# Chromebook Recovery mode



## Heather98 (Oct 14, 2020)

I have an acer chromebook r11. It stopped charging which I later found out was the charger was broken but before I knew this I google 'what to do if chromebook wont charge' and followed the advice, part of which was to press esc, refresh and power buttons which brings up the message 'chrome OS is missing or damaged'. The end of the online advice said to turn on and off and it should be back to normal but turning off and back on and the message is still there. I do not need to recover my chromebook but I cant get off the message. I have tried pushing refresh and power but it's still there. I dont want to do the recovery process as I dont want to lose my files.


----------



## blues_harp28 (Jan 9, 2005)

Hi, is your Chromebook r11 still under warrantee?
Did you manage to solve the charging issue?

I had a similar 'chrome OS is missing or damaged' issue some time ago, in a HP Chromebook.
I also tried all suggestions online to restart/reset it. None of them worked. I had to return it to HP for them to fix it - it was still under warrantee.
If all of your data is saved to Google Drive, then that should be saved and can be accessed from any pc.

https://support.google.com/chromebook/answer/1080595


----------



## Heather98 (Oct 14, 2020)

blues_harp28 said:


> Hi, is your Chromebook r11 still under warrantee?
> Did you manage to solve the charging issue?
> 
> I had a similar 'chrome OS is missing or damaged' issue some time ago, in a HP Chromebook.
> ...


Hi I dont think it is under warranty anymore. In the end it only needed a new charger which I now have but I just cant get off the recovery screen.
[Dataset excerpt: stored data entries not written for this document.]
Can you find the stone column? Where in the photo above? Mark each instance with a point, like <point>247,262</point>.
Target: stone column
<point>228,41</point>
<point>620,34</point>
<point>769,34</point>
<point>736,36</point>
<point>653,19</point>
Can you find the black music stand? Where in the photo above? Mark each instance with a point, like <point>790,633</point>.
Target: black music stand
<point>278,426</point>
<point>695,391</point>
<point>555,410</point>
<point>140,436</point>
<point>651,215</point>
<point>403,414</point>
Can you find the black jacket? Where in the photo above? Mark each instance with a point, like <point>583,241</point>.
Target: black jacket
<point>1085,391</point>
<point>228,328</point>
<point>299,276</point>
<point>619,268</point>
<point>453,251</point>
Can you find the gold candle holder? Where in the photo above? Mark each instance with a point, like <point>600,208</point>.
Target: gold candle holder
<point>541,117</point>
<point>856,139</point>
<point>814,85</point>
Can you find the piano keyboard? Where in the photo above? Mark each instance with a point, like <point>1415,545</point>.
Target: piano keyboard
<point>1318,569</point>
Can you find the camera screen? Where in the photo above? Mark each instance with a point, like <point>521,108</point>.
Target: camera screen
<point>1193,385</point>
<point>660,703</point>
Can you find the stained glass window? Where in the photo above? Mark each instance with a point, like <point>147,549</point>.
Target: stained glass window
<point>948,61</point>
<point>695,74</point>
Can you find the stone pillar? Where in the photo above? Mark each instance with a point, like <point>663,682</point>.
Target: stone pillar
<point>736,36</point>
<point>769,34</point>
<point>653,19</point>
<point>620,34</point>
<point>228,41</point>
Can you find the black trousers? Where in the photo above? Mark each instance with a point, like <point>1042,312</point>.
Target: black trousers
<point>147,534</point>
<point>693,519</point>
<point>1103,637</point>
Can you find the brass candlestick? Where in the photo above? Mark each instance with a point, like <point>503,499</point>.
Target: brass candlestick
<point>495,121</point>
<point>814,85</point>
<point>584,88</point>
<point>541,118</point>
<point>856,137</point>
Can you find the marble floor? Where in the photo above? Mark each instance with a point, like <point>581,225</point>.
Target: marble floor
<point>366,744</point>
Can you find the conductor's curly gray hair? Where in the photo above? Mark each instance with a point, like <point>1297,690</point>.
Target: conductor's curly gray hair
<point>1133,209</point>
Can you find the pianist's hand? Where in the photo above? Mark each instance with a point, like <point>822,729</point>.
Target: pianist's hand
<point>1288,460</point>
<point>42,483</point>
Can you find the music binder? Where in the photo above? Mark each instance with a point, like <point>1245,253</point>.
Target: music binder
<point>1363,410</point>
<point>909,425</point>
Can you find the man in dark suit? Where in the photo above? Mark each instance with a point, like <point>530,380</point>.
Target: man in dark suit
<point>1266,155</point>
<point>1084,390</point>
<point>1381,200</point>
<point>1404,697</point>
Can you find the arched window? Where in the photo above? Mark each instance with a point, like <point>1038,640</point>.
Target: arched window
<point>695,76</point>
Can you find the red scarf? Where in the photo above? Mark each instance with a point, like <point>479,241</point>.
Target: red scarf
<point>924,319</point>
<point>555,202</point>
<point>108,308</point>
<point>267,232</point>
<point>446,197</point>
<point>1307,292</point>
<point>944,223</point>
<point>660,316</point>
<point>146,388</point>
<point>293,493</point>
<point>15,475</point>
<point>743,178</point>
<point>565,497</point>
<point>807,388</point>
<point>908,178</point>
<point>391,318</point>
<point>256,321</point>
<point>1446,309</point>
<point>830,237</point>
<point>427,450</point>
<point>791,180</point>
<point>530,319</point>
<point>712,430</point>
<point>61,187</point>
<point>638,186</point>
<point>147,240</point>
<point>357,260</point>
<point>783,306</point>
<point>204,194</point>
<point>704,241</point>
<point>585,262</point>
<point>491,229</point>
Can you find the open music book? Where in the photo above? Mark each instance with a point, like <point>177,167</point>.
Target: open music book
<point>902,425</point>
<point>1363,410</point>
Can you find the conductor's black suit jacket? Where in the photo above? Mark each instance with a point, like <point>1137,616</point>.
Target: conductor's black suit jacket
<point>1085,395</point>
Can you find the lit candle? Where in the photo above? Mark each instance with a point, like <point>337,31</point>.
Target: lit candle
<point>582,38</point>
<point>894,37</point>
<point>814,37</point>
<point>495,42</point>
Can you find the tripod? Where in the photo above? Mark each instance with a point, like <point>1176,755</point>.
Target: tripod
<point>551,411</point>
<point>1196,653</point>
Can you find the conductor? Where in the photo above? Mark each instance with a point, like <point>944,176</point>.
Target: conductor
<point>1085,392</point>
I've checked Google drive and the files I need arnt there


----------



## blues_harp28 (Jan 9, 2005)

If your files are not saved in Google Drive, they may be lost for good!
To reset the Chromebook that will not start up - turn on and hold down 
Ctrl + Alt + Shift + R
I know that is not the answer your want to see, sorry.
Hold off doing the above as other members here, may have a more useful suggestion.


----------